100 Hours of Darkness
Army soldiers who want to help and think people have the right to be angry. Truman Capote’s masterpiece. A sky exposing its wonders in the absence of urban lights. Some strange and unforgettable things happen in this Merida tale of the nationwide blackout.
On Thursday, March 7th, when I left home to buy some rechargeable batteries, the last thing I imagined was that it would take me five days to check if they worked. When the lights went out at the mall, I thought it was just another power outage, like thousands before.
All traffic lights on my way home were dead, as well as the radio. I went to sleep, convinced the power would return while I slept. It happened before, hundreds of times.
I woke up, still without power, and went to the Universidad de los Andes’ Institute of Clinical Immunology (IDIC, for its Spanish acronym) where I have a part-time job. No power there either; the IDIC is located next to Merida’s University Hospital, the biggest in the state, so if we didn’t have electricity, neither did they, as I quickly confirmed when I heard the deafening sound of the hospital’s massive power generator. The IDIC has one too, but it had run out of fuel, a problem we solved when an Army fuel truck arrived to refill the hospital’s 30,000 litre tank.
I rushed to the truck to explain to the soldiers that we needed fuel for our own generator. They agreed, but there was one problem: none of them knew how to get the Chinese tank’s pump system working. They tried to contact their HQ through radio, but all radios at the base worked with electricity. They sent three soldiers to get someone to operate the tank and instructed us to wait.
It was the first time I ever thanked the military for something.
Talk about operational readiness.
“If they don’t solve this shit soon, people will take the streets tomorrow,” a chatty soldier said. Half an hour later, they finally filled our cans with fuel and told us to call them if we needed more.
It was the first time I ever thanked the military for something.
Before I could realize, the first 24 hours without power passed. On Saturday, I grabbed some of the many books I’ve bought throughout the years and never read. I chose Truman Capote’s In Cold Blood; it seemed a painfully appropriate title for the situation. Capote’s detailed description of the Clutter family’s brutal murders immediately caught me, so I spent the rest of the day in Holcomb, Kansas. By 5:30 p.m., 49 hours after power was cut, the little daylight left made it impossible to keep reading.
That night, a flickering light through my window caught my eye at 1:00 a.m. (maybe power had returned!) but it didn’t come from the street, it came from the sky. I had never seen so many stars in my life. I located Antares and what I think was the Centaurus constellation. Jupiter was there too. What really struck me was the dim band of light that crossed the sky from one end to the other. It wasn’t at all like the pictures, but it was undoubtedly there, the Milky Way, visible to the naked eye.
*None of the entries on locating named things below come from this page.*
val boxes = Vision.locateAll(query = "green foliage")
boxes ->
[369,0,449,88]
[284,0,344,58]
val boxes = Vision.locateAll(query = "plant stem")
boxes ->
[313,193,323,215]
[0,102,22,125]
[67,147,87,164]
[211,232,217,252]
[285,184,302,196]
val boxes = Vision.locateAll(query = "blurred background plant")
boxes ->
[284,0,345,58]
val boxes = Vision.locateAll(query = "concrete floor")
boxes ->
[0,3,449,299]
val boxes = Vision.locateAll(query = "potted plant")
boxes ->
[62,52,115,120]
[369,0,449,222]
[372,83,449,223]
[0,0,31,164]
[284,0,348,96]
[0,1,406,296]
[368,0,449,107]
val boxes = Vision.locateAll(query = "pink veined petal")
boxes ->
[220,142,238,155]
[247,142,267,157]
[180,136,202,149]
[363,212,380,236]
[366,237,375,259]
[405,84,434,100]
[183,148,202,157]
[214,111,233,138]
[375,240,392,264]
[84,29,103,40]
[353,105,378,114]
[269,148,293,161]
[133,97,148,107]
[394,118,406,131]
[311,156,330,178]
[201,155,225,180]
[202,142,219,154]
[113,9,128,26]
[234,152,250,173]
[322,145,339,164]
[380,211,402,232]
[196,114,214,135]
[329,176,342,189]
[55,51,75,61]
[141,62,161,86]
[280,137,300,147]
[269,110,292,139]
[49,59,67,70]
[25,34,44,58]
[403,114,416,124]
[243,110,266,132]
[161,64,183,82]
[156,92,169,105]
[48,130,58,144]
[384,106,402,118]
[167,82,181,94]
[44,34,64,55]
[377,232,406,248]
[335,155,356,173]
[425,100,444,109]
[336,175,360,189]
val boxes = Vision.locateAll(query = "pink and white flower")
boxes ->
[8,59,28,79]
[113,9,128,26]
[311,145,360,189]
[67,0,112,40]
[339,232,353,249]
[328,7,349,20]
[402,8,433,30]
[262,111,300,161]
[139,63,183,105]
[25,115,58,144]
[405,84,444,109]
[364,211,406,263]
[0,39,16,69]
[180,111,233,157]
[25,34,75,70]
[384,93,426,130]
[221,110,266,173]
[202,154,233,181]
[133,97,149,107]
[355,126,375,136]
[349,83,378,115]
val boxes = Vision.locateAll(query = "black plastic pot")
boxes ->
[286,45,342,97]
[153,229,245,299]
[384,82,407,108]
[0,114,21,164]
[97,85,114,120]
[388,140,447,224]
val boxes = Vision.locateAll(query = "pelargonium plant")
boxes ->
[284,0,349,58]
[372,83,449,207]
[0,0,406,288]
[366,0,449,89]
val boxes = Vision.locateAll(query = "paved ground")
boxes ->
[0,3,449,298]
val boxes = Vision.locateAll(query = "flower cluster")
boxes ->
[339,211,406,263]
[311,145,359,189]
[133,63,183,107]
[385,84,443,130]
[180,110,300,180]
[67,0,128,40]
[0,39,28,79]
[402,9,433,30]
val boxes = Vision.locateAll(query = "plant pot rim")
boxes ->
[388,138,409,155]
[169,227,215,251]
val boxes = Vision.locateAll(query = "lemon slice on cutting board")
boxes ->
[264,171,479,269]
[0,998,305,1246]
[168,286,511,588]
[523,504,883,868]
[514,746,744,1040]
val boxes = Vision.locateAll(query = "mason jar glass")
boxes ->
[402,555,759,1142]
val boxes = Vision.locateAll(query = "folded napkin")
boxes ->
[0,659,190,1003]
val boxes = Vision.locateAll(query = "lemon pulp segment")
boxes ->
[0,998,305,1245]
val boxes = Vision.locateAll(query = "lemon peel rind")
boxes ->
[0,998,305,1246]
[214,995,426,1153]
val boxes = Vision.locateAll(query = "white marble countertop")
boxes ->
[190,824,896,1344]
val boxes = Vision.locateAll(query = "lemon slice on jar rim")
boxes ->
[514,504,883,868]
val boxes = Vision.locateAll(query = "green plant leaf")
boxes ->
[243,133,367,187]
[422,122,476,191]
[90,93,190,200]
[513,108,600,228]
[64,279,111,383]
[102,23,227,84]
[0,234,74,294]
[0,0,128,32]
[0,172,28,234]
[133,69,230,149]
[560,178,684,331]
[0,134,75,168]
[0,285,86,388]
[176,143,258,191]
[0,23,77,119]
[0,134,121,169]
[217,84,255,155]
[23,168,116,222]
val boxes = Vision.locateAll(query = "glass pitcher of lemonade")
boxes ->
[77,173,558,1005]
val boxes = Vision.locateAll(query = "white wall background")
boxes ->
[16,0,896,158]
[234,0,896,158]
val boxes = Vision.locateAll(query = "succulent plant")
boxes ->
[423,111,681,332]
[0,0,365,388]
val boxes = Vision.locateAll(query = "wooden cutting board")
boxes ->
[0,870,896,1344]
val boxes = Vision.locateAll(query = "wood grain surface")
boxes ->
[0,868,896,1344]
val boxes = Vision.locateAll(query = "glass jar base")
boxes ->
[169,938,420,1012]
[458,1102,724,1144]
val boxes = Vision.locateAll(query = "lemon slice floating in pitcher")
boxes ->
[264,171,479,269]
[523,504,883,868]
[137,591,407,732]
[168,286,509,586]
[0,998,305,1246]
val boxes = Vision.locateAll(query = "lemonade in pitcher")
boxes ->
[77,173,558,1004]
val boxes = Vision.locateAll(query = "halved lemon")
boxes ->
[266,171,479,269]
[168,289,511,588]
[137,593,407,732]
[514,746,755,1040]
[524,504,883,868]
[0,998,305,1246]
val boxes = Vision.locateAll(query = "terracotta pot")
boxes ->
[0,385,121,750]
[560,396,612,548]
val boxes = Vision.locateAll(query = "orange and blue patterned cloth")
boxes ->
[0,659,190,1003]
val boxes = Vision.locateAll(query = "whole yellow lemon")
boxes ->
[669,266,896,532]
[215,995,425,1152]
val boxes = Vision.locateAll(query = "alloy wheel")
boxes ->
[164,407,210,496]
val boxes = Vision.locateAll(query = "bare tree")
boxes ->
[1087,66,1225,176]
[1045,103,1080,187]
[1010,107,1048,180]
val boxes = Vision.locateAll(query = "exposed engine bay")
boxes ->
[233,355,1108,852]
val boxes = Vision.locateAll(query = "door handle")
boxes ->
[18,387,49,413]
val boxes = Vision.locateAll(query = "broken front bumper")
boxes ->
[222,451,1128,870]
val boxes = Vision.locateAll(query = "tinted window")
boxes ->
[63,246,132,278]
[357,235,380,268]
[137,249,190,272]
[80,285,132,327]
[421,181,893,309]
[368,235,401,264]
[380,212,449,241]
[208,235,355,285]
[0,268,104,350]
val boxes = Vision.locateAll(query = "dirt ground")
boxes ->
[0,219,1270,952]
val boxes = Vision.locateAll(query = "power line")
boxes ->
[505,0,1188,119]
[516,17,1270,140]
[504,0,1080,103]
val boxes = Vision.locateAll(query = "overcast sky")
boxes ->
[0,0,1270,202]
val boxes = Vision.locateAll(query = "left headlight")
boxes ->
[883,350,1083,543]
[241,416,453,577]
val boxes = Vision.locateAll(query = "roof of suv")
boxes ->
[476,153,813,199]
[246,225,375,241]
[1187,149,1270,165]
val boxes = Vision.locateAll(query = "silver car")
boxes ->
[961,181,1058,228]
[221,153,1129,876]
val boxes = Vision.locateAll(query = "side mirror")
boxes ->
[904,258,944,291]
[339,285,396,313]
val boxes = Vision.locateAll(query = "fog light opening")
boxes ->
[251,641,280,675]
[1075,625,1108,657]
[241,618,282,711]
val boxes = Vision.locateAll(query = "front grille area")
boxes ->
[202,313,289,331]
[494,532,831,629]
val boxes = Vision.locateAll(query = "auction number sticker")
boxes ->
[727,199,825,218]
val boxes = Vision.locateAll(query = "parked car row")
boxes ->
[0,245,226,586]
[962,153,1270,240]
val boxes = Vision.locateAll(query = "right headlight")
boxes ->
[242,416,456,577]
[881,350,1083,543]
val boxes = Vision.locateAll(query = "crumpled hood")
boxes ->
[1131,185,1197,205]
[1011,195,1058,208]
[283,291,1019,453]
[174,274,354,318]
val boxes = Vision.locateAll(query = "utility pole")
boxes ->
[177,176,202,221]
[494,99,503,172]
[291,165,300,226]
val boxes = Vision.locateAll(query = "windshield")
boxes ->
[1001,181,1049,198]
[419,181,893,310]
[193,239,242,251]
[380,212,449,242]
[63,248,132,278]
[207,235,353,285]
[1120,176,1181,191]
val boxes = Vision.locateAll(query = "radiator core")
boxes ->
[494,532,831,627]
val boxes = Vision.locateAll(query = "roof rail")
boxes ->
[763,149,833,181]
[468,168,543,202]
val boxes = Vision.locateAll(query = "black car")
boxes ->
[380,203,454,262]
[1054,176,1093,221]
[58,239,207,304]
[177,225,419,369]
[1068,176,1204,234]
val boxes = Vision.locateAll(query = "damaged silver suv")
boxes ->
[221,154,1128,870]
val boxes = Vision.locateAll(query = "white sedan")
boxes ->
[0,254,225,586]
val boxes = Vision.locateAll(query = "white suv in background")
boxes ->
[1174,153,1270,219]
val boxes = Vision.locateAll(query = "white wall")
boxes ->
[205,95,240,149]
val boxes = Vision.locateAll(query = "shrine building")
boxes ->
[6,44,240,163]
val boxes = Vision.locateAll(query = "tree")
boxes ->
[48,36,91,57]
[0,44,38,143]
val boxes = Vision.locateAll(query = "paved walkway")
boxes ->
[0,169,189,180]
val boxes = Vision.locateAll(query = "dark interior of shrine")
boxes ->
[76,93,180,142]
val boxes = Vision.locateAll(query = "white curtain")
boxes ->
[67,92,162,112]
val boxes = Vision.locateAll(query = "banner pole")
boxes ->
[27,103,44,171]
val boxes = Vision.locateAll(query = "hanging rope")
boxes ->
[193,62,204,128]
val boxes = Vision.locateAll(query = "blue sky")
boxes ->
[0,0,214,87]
I went back to bed and turned on my cell phone, surprised to read Digitel 3G on the screen, over 450 unread messages popping up on my screen. I immediately texted my girlfriend, currently in Spain, letting her know her boyfriend was alive. Reading the messages, I confirmed the blackout affected the whole country, Caracas included. After learning about the deaths of several patients in hospitals where power generators failed, I decided it was time to go back to sleep.
On Sunday, I finished my book and I went with my mom on a quest for ice.
It was the first time we left our neighborhood since Friday and we found a nuclear wasteland: empty streets covered with debris from three nights of riots, smoking spots where tires had burned the night before and soldiers guarding the only two functional gas stations.
Reading the messages, I confirmed the blackout affected the whole country, Caracas included.
Only one of the few open stores had a functional card reader. The other two were only taking U.S. dollars and Colombian pesos. No ice at all. We came back home ready to see our food had spoiled, but since we’d already ran out of meat, 500 grams of cheese and some pasta sauce were the only casualties.
72 hours after power was cut, I started to feel like a character from H.P. Lovecraft. I kept thinking about the 24-hour shift I had to work the next day at an outpatient clinic in Tabay, 30 minutes away from Merida. What if a patient with an asthma crisis arrived? How would we nebulize him without power? Would he get to Merida’s hospital on time? What if I needed to check a dose on the internet?
What if the power didn’t come back at all?
The next morning I was surprised to know that some enthusiastic folks from Tabay repaired the clinic’s broken power generator. They are the only reason why we nebulized the four asthmatic patients that we received that day. There were riots the night before, a small truck transporting sausages was looted. The local butcher decided to give meat and pork away before they spoiled and another seller had to throw his putrid chickens to a river that afternoon.
The next morning, 108 hours after the lights turned off, power returned. Just a few minutes later, I learned my friend and fellow Caracas Chronicles contributor, Luis Carlos Díaz was detained by the regime. This is Venezuela: just when you’re enjoying small victories, the country makes you miserable again. But by the end of that day, Luis Carlos was back home with his wife and I still had electricity to write this piece.
Because all things, even seemingly eternal tragedies, eventually come to an end.